Wednesday 9 December 2015

Trade Secrets in Fashion Law

By Emily Wilk

Trade secrets are a compelling aspect of intellectual property (IP) law.  There are many conditions that must be met to consider a certain piece of information or invention a trade secret, however there is no application to file to the United States Patent and Trademark Office (USPTO) for the rights to secure this secret.  Throughout IP law, there is a heavy reliance on the copyrights, trademarks and patent rights that designers attain to protect their ideas and designs from being stolen or copied.  These rights to the protection of their ideas can be easily accessed by a judge to determine whether a defendant has violated a plaintiff’s protections ensured under these laws.
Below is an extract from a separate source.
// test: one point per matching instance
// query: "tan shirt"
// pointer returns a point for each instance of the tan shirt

However, there is a more complex and intricate process in determining whether a trade secret was stolen or not.
First, consider the definition of a trade secret.  The Uniform Trade Secrets Act (UTSA) defines it as “information that includes a formula, pattern, technique or process that derives independent economic value that is not commonly ascertainable, and is subject of efforts to uphold its secrecy from other parties.”  To maintain the secrecy of the certain formula, pattern, technique or process, it is vital secure protection through confidentiality agreements.  These non-disclosure agreements ensure the outside party receiving the trade secret, in order to evaluate the inventor’s product, will keep the product information received classified (JOM).  Due to the multiple facets that can encompass a trade secret, there are many different forms of law that can facilitate the implications of a trade secret in their specific area.  
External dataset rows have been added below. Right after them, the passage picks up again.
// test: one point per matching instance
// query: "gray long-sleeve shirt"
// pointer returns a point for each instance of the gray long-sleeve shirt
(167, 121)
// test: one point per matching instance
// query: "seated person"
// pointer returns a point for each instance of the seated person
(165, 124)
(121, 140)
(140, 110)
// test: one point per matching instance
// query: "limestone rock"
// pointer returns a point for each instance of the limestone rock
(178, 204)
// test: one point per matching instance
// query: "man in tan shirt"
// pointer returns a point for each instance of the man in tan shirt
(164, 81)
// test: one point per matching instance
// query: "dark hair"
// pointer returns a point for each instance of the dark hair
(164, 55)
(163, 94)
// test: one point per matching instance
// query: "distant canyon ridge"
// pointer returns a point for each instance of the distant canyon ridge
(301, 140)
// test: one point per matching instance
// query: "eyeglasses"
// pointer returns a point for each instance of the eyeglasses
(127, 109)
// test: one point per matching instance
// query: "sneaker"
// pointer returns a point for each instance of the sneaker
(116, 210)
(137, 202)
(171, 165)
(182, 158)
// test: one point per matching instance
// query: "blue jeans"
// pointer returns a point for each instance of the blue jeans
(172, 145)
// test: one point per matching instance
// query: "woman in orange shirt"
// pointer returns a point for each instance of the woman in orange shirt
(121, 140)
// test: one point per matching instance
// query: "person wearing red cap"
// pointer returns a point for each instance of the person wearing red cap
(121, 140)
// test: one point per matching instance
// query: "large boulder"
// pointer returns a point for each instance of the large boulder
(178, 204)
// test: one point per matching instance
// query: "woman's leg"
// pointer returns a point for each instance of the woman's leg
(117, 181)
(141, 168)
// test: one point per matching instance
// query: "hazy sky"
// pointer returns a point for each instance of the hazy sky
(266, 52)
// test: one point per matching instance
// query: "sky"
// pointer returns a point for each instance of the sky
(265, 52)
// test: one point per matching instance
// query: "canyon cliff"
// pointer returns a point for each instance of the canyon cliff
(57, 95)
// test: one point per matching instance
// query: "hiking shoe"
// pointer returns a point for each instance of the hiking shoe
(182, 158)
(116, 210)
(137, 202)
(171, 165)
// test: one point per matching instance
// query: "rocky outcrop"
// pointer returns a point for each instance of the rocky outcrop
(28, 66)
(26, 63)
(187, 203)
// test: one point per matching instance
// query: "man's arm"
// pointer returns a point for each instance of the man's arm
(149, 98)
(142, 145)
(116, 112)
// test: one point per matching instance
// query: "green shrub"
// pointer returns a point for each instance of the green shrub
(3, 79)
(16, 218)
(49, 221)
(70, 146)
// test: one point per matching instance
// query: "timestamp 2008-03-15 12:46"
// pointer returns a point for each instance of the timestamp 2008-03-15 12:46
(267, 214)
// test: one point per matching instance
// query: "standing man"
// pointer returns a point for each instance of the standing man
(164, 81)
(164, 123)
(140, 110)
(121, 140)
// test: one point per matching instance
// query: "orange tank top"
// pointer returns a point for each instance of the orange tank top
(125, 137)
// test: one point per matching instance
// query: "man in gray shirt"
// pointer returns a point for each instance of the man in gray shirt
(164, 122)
Within the mode of fashion law, many different attributes of information, such as formulas, pricing information, sourcing information and proprietary information technology, are fundamental trade secret protections (The Fashion Counsel).  However, in the world of red soled shoes and cheetah-print handbags, many find it hard to determine the difference between a patented design and a design created by a trade secret.  A patent exclusively demonstrates the product information and process of creation to the public if they wish to access it.  By disclosing this information, a designer ensures that their idea and design will be protected for a number of years, as a limited time monopoly, until the patent license is up, at which point it can either be renewed or expire (USPTO).  Trade secrets fly under the radar, allowing a designer  create a certain designs that, if kept confidential, may be kept forever with no limits or bounds protecting the idea. The secret itself is protecting the idea.
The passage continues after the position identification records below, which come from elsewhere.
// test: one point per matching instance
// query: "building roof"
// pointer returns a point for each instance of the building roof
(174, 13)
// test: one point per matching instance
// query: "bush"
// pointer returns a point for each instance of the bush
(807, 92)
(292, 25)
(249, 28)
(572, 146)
However, one must consider if a designer should designate their idea as a trade secret or a patent.  There is a process called reverse engineering in which other companies can take apart a product, in reverse order of putting it together, to determine the ways in which the product was made (NC State Ethics). When a company utilizes reverse engineering, it is to gain information that is integral to becoming competitive in the design market.  If a company were to apply reverse engineering onto a patented product, it would be illegal because the company that owns the patent has full rights to the creation of the product whether it is done forwards or backwards. In any direction, all of the rights legally belong to the designer who owns the patent.  However, products created by trade secrets are legally allowed to be reverse engineered, which could lead to the discovery of the secret by competing designers.
In a recent case of trade secret theft, Louis Vuitton is suing Coach for the secrets that the ex-Vice President of Louis Vuitton illegally carried over to her new position at Coach.  Joon Ma, the former VP of LV, had violated multiple facets of her contract at Louis Vuitton.  Firstly, Ma transferred confidential Louis Vuitton North America (LVNA) information from her work computer onto external hard drives.  She later deleted all emails pertaining to LVNA to cover her tracks.  Secondly, she violated her non-compete clause in her contract, which states that she may not join the team of a competing designer for six months after her resignation due to the secrets deeply invested in the fashion market. This is primarily concerning to LV because Ma was a valued executive who was always aware of the secrets traveling around the LV headquarters (Racked).

In this case, LV’s trade secrets were misappropriated from the inside and brought to a different company. This case shows that even with the most detailed non-disclosure agreements and contracts, a trade secret does not always remain a secret, especially in the world of fashion where one little expression or tell of secret information can lead to a total unwinding and loss of a designer’s own original idea.